There are some preliminaries, but Andrew Bogut ends up with the ball on the high wing with Stephen Curry cutting hard from under the basket up around three screens, from Draymond Green, Klay Thompson and Andrew Bogut, who looks like he'll handoff to Curry. Then the unexpected happens:
Bogut does not handoff to Curry. Instead he swivels and hits Klay for an open 3. He misses, but Draymond gets the putback. How did Klay get open and Dray get the rebound? It's because of a mistake in the Spurs switching scheme. Curry is getting a screen from Klay and then Bogut. With a single screen, it is easy to communicate a switch: either you switch assignments or you don't.
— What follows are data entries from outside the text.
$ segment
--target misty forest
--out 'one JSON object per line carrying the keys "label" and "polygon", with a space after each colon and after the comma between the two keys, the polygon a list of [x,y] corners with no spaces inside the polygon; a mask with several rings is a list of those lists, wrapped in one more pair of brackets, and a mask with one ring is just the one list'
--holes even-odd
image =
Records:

Now three Spurs have to coordinate switches: Tony Parker (on Curry), Danny Green (on Klay) and David West (on Bogut). Amazingly, ALL THREE Spurs switch to Curry. This is not efficient. I believe Bogut's pass to Klay was the planned first option, but it works great as a live read as well.
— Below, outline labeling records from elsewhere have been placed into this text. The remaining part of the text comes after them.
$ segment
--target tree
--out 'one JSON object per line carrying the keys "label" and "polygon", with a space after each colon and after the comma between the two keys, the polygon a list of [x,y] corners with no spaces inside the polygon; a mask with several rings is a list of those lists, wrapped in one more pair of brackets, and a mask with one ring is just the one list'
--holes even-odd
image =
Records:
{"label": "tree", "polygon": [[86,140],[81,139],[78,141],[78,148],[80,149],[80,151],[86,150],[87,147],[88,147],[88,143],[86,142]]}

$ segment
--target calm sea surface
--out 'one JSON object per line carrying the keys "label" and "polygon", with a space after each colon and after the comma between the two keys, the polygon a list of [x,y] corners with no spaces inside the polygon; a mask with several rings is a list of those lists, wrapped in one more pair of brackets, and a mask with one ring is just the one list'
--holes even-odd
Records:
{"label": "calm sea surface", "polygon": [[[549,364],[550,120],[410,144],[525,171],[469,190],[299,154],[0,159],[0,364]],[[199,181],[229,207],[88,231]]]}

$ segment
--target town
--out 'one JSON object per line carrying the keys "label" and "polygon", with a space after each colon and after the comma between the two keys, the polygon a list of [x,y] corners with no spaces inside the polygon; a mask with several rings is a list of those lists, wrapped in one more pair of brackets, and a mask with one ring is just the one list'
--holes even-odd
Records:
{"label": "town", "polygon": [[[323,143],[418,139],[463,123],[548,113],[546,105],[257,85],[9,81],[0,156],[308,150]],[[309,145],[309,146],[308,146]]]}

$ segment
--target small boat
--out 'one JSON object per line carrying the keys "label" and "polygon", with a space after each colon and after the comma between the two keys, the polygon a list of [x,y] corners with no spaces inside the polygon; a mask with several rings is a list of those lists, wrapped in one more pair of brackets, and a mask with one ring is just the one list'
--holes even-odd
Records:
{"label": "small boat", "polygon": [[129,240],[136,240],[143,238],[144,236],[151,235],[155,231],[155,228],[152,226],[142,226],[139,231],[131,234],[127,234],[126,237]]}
Now, why was Draymond open for the rebound? Kawhi Leonard is guarding Draymond, but he has to jump out to harass Klay's open three. The moment Draymond sees Klay is shooting, he goes straight to the basket with no Kawhi to box him out. Hustle score to break a scoring drought.
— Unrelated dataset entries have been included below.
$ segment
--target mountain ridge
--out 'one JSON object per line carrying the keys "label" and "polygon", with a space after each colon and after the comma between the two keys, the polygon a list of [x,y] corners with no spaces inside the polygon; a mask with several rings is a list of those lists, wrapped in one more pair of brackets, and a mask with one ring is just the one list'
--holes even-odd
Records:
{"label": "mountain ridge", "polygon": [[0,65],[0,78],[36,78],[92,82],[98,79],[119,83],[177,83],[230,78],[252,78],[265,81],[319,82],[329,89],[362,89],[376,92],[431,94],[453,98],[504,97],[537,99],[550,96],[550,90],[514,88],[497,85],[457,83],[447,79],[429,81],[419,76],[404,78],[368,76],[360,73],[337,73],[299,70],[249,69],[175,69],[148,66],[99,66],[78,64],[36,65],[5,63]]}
How did this defense become a mess? Why does the Spurs switching kill the Warriors post-cross split-cuts but not this play, which is basically a variant of the split cut? (Details on post-cross split cuts: Explain One Play: Bogut between the legs to Klay 3) Because the vanilla post-cross has Klay and Curry screening for each other, which is easily defeated by a switch. Since Bogut is threatening to dribble-handoff to Curry and set a screen for him, it suddenly becomes a Three Man Game.
6. Keep Running Your Offense
One big theme that Steve Kerr pushes is to keep the offense flowing. Just because you get a switch and a mismatch, you don't have to stop your offense to take advantage of it.
So this play comes at the end of the first comeback push, and Curry pushes the ball in early offense, running a 2-on-3 break. Patty Mills plays fine defense to stop Curry's drive, but Curry keeps pushing the ball on a 3-on-4 break. He runs around Mills and gets LaMarcus Aldridge to switch to him. Now a more boring offense, say the Thunder's, would have everyone spread out so Curry could back out and attack Aldridge in isolation.
This is not a more boring offense. Watch what happens.
First Curry keeps control of tempo by going under the rim and hitting Barnes in the left corner for a three. Kawhi closes out sharply, so Barnes quickly resets the ball to Draymond at the top.
Here's where Curry takes advantage of the mismatch of LaMarcus Aldridge. LMA is a big. Bigs usually defend big screeners, so they practice jumping out at smalls, not navigating screens. See how Curry runs out from the basket and gives just the slightest hand motion to Andre Iguodala. Andre, being a wise ancient, knows to step up and set a back screen that takes out both his man Kyle Anderson and LaMarcus Aldridge, who, being big, is already too slow to keep up with Curry's flare. LMA hits Andre's screen and dies on it. He shoves Anderson in the back to switch him to Curry, but it is way too late.
It also just looks pretty watching the ball whip all around the world and land in a rainbow in the basket.
Yup, I still get a thrill from beating the Spurs. The Clippers wins have lost some of their spicy deliciousness, as have the Grizzlies wins. But Spurs wins are still delicious. Part of it is that these Spurs are one of the best teams in history. But beyond that, it's just felt like a curse, this drought in San Antonio. I know some people point out that the Dubs already beat them once (and nearly twice grrrrr) in the 2013 playoffs in SA. But to be honest, that felt like catching them off guard in an ambush, like a cute and cuddly Vorpal Bunny that goes nuts. Once the Spurs took things seriously and tossed a Holy Hand Grenade, the Warriors were not going to win at SA again.